Unfortunately, industrial composting facilities are not accessible to everyone.
If that is the case for you, you will need to dispose of compostable cups in your general waste bin.
Compostable cups will not break down in landfills. Even if a product is made from biodegradable materials, certain conditions need to be met for this process to take place.
Without the right oxygen levels, moisture levels, weather conditions, and temperature, items will not break down.
So, instead, these cups could produce methane in landfills, which is a greenhouse gas.
6. Are Compostable Cups Reusable?
Compostable cups are not intended to be reusable.
Coffee shops do not reuse these cups since they would not be hygienic as they could fall apart or bend out of shape if they tried to wash them properly.
While you might be able to rinse and reuse your own compostable cup once or twice at home, these are intended to be single-use items, so you should not do this indefinitely for hygiene reasons.
7. How to Dispose of Compostable Cups Correctly?
If you have access to an industrial composting facility, then you should send your compostable cups there.
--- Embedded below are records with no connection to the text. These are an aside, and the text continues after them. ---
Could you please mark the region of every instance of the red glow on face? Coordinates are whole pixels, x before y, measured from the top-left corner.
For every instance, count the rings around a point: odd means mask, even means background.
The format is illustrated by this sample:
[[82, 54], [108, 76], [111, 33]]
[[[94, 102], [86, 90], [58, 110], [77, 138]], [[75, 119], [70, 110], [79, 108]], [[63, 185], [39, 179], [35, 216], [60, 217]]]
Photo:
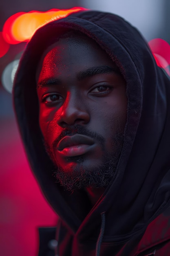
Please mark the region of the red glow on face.
[[161, 38], [152, 39], [149, 42], [148, 44], [158, 66], [169, 73], [167, 67], [170, 64], [170, 45]]
[[2, 32], [0, 32], [0, 58], [1, 58], [7, 53], [9, 48], [9, 45], [4, 40]]
[[38, 29], [46, 23], [86, 9], [75, 7], [62, 10], [51, 9], [45, 12], [31, 11], [15, 13], [8, 19], [4, 25], [3, 31], [4, 39], [13, 44], [28, 41]]

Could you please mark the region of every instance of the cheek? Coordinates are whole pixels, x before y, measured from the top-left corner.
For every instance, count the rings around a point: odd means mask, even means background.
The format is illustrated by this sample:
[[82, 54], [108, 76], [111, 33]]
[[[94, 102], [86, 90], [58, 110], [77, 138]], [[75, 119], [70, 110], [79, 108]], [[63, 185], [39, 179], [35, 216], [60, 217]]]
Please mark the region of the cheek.
[[42, 135], [46, 141], [51, 145], [62, 131], [62, 128], [57, 124], [57, 117], [60, 112], [54, 109], [40, 108], [39, 124]]

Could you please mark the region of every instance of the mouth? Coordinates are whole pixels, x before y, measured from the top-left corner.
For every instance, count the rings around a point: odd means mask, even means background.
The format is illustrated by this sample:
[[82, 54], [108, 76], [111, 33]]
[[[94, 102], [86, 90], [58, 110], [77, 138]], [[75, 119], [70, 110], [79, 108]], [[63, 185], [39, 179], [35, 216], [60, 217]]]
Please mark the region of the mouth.
[[64, 157], [74, 157], [87, 153], [93, 147], [94, 144], [92, 138], [77, 134], [62, 139], [57, 145], [57, 150]]

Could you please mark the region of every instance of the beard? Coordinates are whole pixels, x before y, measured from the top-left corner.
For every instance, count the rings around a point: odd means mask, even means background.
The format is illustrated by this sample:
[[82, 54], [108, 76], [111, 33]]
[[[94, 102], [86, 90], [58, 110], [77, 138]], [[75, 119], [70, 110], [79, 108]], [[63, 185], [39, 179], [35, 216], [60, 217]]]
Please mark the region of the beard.
[[[65, 136], [71, 136], [76, 133], [86, 135], [96, 139], [99, 142], [104, 152], [102, 164], [97, 164], [96, 166], [86, 168], [83, 164], [85, 156], [81, 155], [66, 158], [68, 163], [75, 163], [75, 166], [68, 170], [60, 165], [55, 157], [56, 145]], [[44, 141], [46, 151], [56, 166], [53, 173], [56, 178], [56, 182], [59, 182], [65, 189], [71, 191], [85, 189], [90, 186], [96, 188], [106, 187], [112, 183], [115, 176], [123, 147], [123, 133], [117, 132], [110, 139], [113, 151], [108, 152], [104, 150], [105, 139], [102, 136], [96, 132], [90, 132], [78, 124], [66, 128], [51, 146]]]

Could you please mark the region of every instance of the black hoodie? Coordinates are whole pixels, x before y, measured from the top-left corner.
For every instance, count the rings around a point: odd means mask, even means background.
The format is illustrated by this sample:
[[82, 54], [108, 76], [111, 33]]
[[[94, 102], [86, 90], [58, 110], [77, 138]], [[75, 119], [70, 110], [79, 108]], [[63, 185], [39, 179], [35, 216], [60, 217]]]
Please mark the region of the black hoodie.
[[[127, 84], [127, 120], [116, 177], [83, 220], [78, 214], [85, 204], [83, 195], [66, 191], [55, 182], [38, 123], [36, 67], [48, 41], [63, 28], [79, 30], [96, 41], [119, 67]], [[135, 28], [116, 15], [90, 11], [48, 23], [27, 45], [13, 92], [31, 168], [60, 218], [59, 256], [132, 256], [165, 241], [162, 224], [158, 231], [155, 224], [156, 230], [151, 229], [150, 237], [144, 239], [146, 244], [152, 238], [150, 245], [141, 245], [149, 224], [170, 204], [170, 82]], [[161, 234], [155, 242], [154, 234], [158, 232]], [[170, 234], [168, 237], [170, 239]], [[170, 255], [169, 248], [169, 254], [157, 255]]]

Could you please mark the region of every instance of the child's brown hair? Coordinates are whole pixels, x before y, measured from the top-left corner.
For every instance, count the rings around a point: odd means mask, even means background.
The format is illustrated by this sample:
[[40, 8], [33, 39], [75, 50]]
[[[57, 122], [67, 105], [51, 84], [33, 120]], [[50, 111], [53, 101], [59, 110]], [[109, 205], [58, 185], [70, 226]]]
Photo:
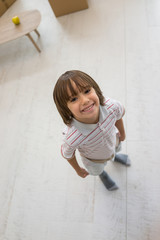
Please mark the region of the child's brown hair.
[[72, 95], [77, 94], [72, 86], [72, 81], [75, 83], [80, 92], [83, 91], [86, 87], [94, 88], [99, 98], [100, 104], [102, 106], [104, 105], [104, 97], [102, 91], [99, 88], [98, 84], [89, 75], [78, 70], [65, 72], [59, 77], [54, 87], [53, 98], [64, 123], [67, 125], [72, 122], [73, 118], [71, 111], [67, 107], [67, 102], [70, 98], [68, 89]]

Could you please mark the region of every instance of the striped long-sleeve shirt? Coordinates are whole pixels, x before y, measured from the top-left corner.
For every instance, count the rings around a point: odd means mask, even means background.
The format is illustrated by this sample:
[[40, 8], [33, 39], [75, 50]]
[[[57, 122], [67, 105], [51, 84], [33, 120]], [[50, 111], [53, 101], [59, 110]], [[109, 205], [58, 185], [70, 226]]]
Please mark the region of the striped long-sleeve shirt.
[[65, 130], [62, 156], [71, 159], [76, 149], [86, 158], [107, 159], [115, 152], [115, 123], [123, 116], [124, 108], [120, 102], [106, 98], [105, 106], [100, 106], [99, 122], [85, 124], [73, 119]]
Otherwise, you will need to dispose of them in your general waste bin.
Make sure the cup is empty before doing so.
8. Are Compostable Cups Sustainable?
Regular single-use coffee cups are usually made from styrofoam or from paper coated in polypropylene or polyethylene.
While paper is renewable, these plastics are not.
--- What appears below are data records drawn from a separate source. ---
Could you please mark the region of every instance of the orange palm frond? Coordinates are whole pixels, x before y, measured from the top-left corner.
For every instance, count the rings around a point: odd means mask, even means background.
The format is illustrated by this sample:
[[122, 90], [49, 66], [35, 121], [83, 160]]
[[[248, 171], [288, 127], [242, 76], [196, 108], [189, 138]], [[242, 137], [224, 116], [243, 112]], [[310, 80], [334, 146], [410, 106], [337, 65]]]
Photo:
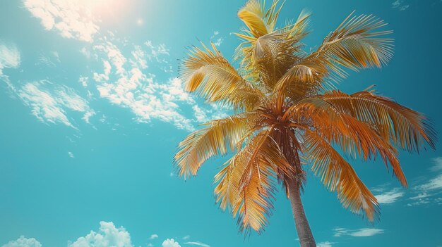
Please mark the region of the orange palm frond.
[[338, 110], [374, 126], [384, 139], [409, 151], [419, 151], [424, 142], [435, 148], [436, 132], [422, 114], [391, 99], [363, 91], [347, 94], [333, 91], [323, 99]]
[[287, 113], [296, 115], [298, 122], [309, 121], [312, 129], [328, 143], [338, 144], [351, 156], [357, 154], [367, 160], [376, 158], [379, 154], [386, 165], [390, 163], [394, 175], [401, 184], [407, 186], [397, 158], [396, 148], [366, 123], [339, 112], [321, 98], [301, 101], [290, 108]]
[[345, 208], [353, 213], [365, 213], [370, 221], [378, 213], [376, 197], [359, 179], [349, 164], [326, 141], [318, 134], [304, 129], [304, 145], [307, 158], [311, 160], [311, 170], [321, 177], [325, 186], [338, 196]]
[[266, 215], [273, 209], [275, 191], [275, 171], [293, 174], [277, 143], [270, 134], [273, 128], [262, 131], [232, 159], [215, 180], [215, 194], [222, 210], [229, 208], [238, 216], [240, 229], [261, 231], [267, 224]]

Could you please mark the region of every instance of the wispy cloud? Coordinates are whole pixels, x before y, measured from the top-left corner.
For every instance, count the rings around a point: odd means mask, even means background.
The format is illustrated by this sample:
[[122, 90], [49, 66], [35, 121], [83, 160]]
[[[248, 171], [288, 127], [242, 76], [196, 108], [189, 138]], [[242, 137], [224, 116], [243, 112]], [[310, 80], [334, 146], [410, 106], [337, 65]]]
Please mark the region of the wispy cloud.
[[377, 228], [360, 228], [357, 229], [349, 229], [342, 227], [336, 227], [333, 229], [334, 236], [371, 236], [381, 234], [384, 232], [382, 229]]
[[42, 244], [34, 238], [26, 239], [20, 236], [17, 240], [10, 241], [1, 247], [42, 247]]
[[332, 247], [333, 246], [333, 243], [335, 243], [325, 241], [325, 242], [318, 243], [318, 244], [316, 244], [316, 246], [317, 247]]
[[[154, 74], [145, 72], [148, 61], [154, 61], [157, 65], [168, 63], [169, 50], [164, 44], [155, 46], [146, 42], [145, 50], [135, 45], [126, 55], [117, 44], [112, 37], [106, 37], [94, 46], [93, 51], [102, 58], [103, 71], [95, 71], [93, 78], [100, 97], [131, 109], [137, 121], [158, 120], [192, 131], [196, 124], [219, 116], [222, 112], [198, 106], [195, 99], [184, 90], [179, 78], [158, 82]], [[181, 110], [183, 106], [193, 109], [194, 115], [186, 116]]]
[[408, 8], [408, 7], [410, 7], [410, 5], [404, 4], [404, 1], [402, 0], [396, 0], [391, 4], [391, 7], [393, 8], [396, 8], [399, 11], [402, 11]]
[[442, 157], [431, 159], [433, 166], [429, 170], [436, 176], [426, 179], [424, 183], [416, 185], [412, 188], [414, 196], [409, 198], [412, 201], [407, 205], [415, 206], [419, 205], [430, 205], [431, 203], [442, 204]]
[[400, 190], [400, 188], [395, 188], [390, 191], [386, 191], [375, 196], [380, 204], [389, 204], [395, 202], [404, 195], [405, 193]]
[[0, 76], [3, 75], [4, 68], [18, 67], [20, 61], [20, 52], [17, 46], [0, 40]]
[[210, 245], [208, 245], [207, 243], [201, 243], [200, 241], [186, 242], [184, 243], [185, 244], [191, 244], [191, 245], [193, 245], [193, 246], [201, 246], [201, 247], [210, 247]]
[[436, 157], [431, 159], [433, 166], [430, 168], [431, 172], [442, 172], [442, 157]]
[[[158, 235], [152, 234], [149, 239], [153, 240], [157, 238]], [[199, 241], [184, 243], [210, 247], [209, 245]], [[91, 230], [88, 234], [77, 238], [75, 241], [68, 241], [67, 244], [67, 247], [134, 247], [136, 246], [138, 246], [132, 242], [130, 233], [124, 227], [117, 227], [112, 222], [105, 221], [100, 222], [100, 228], [97, 231]], [[154, 246], [152, 243], [148, 243], [147, 246], [148, 247]], [[181, 247], [179, 243], [174, 239], [165, 239], [162, 242], [162, 246]], [[1, 247], [42, 247], [42, 244], [35, 239], [28, 239], [21, 236], [16, 240], [10, 241], [7, 243], [3, 244]]]
[[83, 119], [87, 123], [95, 114], [88, 102], [73, 89], [47, 80], [27, 82], [14, 92], [42, 122], [62, 123], [76, 129], [68, 118], [68, 110], [83, 113]]
[[174, 239], [167, 239], [162, 242], [162, 247], [181, 247]]
[[65, 38], [92, 42], [98, 32], [92, 13], [92, 1], [85, 0], [24, 0], [25, 7], [40, 20], [47, 30], [57, 30]]

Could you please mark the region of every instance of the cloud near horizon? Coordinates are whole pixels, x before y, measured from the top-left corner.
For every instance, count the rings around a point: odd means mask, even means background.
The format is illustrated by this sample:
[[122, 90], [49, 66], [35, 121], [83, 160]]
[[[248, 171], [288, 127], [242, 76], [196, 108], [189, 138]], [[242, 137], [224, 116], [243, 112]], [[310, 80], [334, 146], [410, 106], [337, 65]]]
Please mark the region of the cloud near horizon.
[[377, 228], [360, 228], [357, 229], [349, 229], [342, 227], [333, 229], [334, 236], [371, 236], [381, 234], [384, 232], [382, 229]]

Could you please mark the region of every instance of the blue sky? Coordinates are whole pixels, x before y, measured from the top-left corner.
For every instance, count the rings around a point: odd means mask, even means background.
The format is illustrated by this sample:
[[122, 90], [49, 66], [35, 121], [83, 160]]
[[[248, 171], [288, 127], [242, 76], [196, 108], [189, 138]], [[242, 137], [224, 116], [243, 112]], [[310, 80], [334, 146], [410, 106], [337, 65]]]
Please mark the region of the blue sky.
[[[179, 59], [198, 40], [232, 57], [243, 4], [0, 1], [1, 246], [298, 246], [283, 193], [265, 232], [238, 234], [213, 196], [226, 158], [186, 182], [173, 173], [179, 141], [229, 113], [183, 91]], [[304, 8], [313, 13], [306, 49], [353, 10], [389, 23], [391, 62], [350, 72], [340, 89], [376, 84], [442, 133], [442, 1], [289, 0], [280, 20]], [[407, 189], [380, 162], [352, 161], [381, 203], [374, 224], [309, 176], [303, 200], [318, 246], [442, 246], [440, 145], [400, 158]]]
So, since PLA is plant-based and renewable, it is a greener choice.
However, they’re not necessarily the most sustainable item when most people do not have access to industrial composting facilities.
If they cannot degrade, they do little to combat plastic pollution.
As mentioned earlier, dumping compostable cups in nature, assuming the soil will break them down, can harm wildlife.
They can also end up in waterways, where they may not degrade and could be mistaken by marine life for food.
Compostable cups are also still a single-use item, so there will always be demand for new cups.
They still require resources and energy, which is unsustainable since most energy does not come from renewable resources.
9. Are Compostable Cups Better for the Environment?
Eventually, all the petroleum on the planet will run out, while plants can be replenished. So, in this sense, compostable cups are better for the environment.
Plus, mining for petroleum is harmful as it can disrupt the local ecosystem and pollute the surrounding environment’s air, water, and soil.
With that said, bioplastics are not a perfect solution either. As mentioned earlier, not everyone will have the means to dispose of them correctly, so they can still contribute to waste.
While plants are renewable, growing plants for bioplastics can cause pollution due to the use of fertilizers and pesticides, as well as taking up land, which may have disrupted a pre-existing ecosystem.
3 Eco-Friendly Alternatives to Compostable Cups
Reusable coffee cups can be made from almost anything, most commonly, plastic, metal, glass, or bamboo.
While these materials have a carbon footprint, if people reuse cups, there will be less demand to produce new items, which saves waste, energy, and resources in the long run.
Rather than buying a new reusable cup, many people reuse items they already own, commonly glass jars.
This saves on energy and resources that would have been used to create a new cup and finds a new purpose for an old item.
Edible cups have not taken off the way compostable cups have.
These cups are usually made from biscotti or a wafer and are coated with chocolate on the inside to prevent the liquid from spilling out.
So, there is no waste left after using these cups since the customer can eat them.